Le nouveau Premier ministre japonais Yoshihide Suga a fixé lundi l’échéance de 2050 pour que la troisième économie du monde atteigne la neutralité carbone, renforçant ainsi les engagements du pays en matière de lutte contre le changement climatique.
Ce nouvel objectif, salué par des écologistes et des experts, est toutefois très ambitieux en raison de la forte dépendance du Japon au charbon. « Je déclare que nous allons réduire les émissions de gaz à effet de serre à zéro d’ici 2050 » pour « viser une société neutre en carbone », a affirmé Yoshihide Suga lors de son premier discours de politique générale devant le Parlement nippon depuis son arrivée au pouvoir en septembre.

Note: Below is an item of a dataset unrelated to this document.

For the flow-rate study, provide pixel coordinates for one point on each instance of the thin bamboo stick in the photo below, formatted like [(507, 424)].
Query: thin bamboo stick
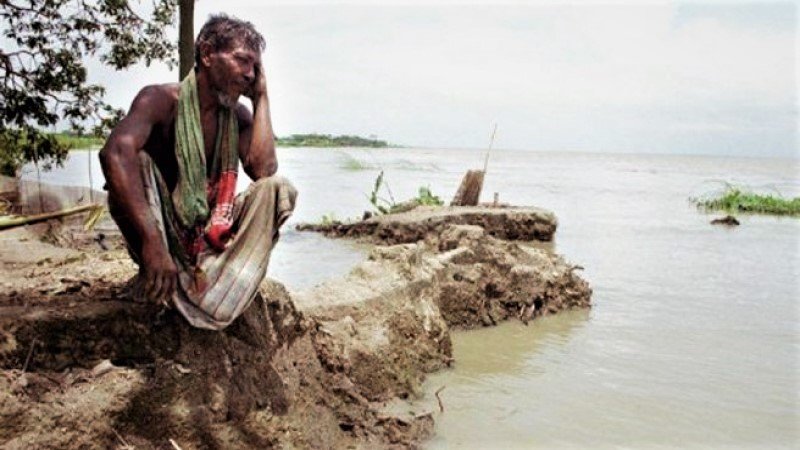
[(17, 221)]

L’annonce du successeur de Shinzo Abe a été faite sous les applaudissements des députés. Jusque-là, Tokyo avait seulement dit espérer parvenir à la neutralité carbone dans la deuxième moitié du XXIe siècle. Ce nouveau but place le Japon sur la même ligne temporelle que l’Europe et la Grande-Bretagne et une décennie devant la Chine, qui a fixé le mois dernier un tel objectif pour 2060.
Le Premier ministre japonais n’a pas donné de calendrier précis pour parvenir à cet équilibre entre les émissions de gaz à effet de serre et leur absorption, mais il a mentionné l’importance de la technologie. « La clé est l’innovation », a-t-il déclaré en citant notamment les batteries solaires de nouvelle génération.
Le Japon va aussi promouvoir l’utilisation des énergies renouvelables et de l’énergie nucléaire, a-t-il ajouté en insistant sur l’importance de la sécurité dans un pays profondément marqué par la catastrophe de Fukushima en 2011. L’accident, consécutif à un séisme et un tsunami majeurs, a entraîné l’arrêt temporaire des réacteurs nucléaires du Japon et augmenté sa dépendance aux énergies fossiles comme le charbon.
La troisième économie du monde, qui a signé l’accord de Paris en 2015, était le sixième plus gros émetteur de gaz à effet de serre au monde en 2018, selon l’Agence internationale de l’énergie.
« Pas d’échappatoire »
Le Japon est régulièrement critiqué pour sa politique de construction de nouvelles centrales à charbon sur son sol, mais aussi de financement de projets à l’étranger, notamment en Asie du sud-est. Les 140 centrales à charbon de l’archipel représentent environ un tiers de sa production d’électricité, le charbon étant la deuxième plus importante méthode de production d’électricité du pays derrière le gaz naturel liquéfié (GNL) dont les installations fournissent 38% des besoins du pays.
Le nouvel objectif devrait donner forme au plan énergétique de base du Japon, qui est actuellement en cours de révision.
Le plan le plus récent, publié en 2018, visait à ce que 22 à 24% des besoins énergétiques du pays soient couverts par des sources renouvelables, dont l’éolien et le solaire, d’ici 2030, un chiffre souvent qualifié de peu ambitieux. Ce plan prévoyait également que le nucléaire fournisse plus de 20% des besoins énergétiques du pays d’ici 2030.
Greenpeace a salué l’annonce de Yoshihide Suga, tout en soulignant que cet engagement ne devrait pas signifier une dépendance accrue à l’énergie nucléaire.
« La neutralité carbone n’est plus un rêve lointain, mais un engagement nécessaire conforme à l’accord de Paris et, dans cette optique, nous nous félicitons de cette déclaration du Premier ministre Suga », a déclaré Jennifer Morgan, directrice exécutive de Greenpeace International.
Takaharu Niimi, spécialiste du changement climatique au Japan Research Institute, a dit que l’annonce de Yoshihide Suga s’inscrivait dans le cadre d’un mouvement international vers des engagements plus forts en matière d’environnement. « Par rapport à la tendance générale, je pense que le moment était bien choisi », a-t-il estimé. « C’est un objectif très ambitieux », a jugé pour sa part Daisuke Tanaka, spécialiste à l’Institut de recherche Daiwa. Le Premier ministre « a fait une déclaration claire. Maintenant, le Japon doit tenir sa promesse. Il n’y a pas d’échappatoire ».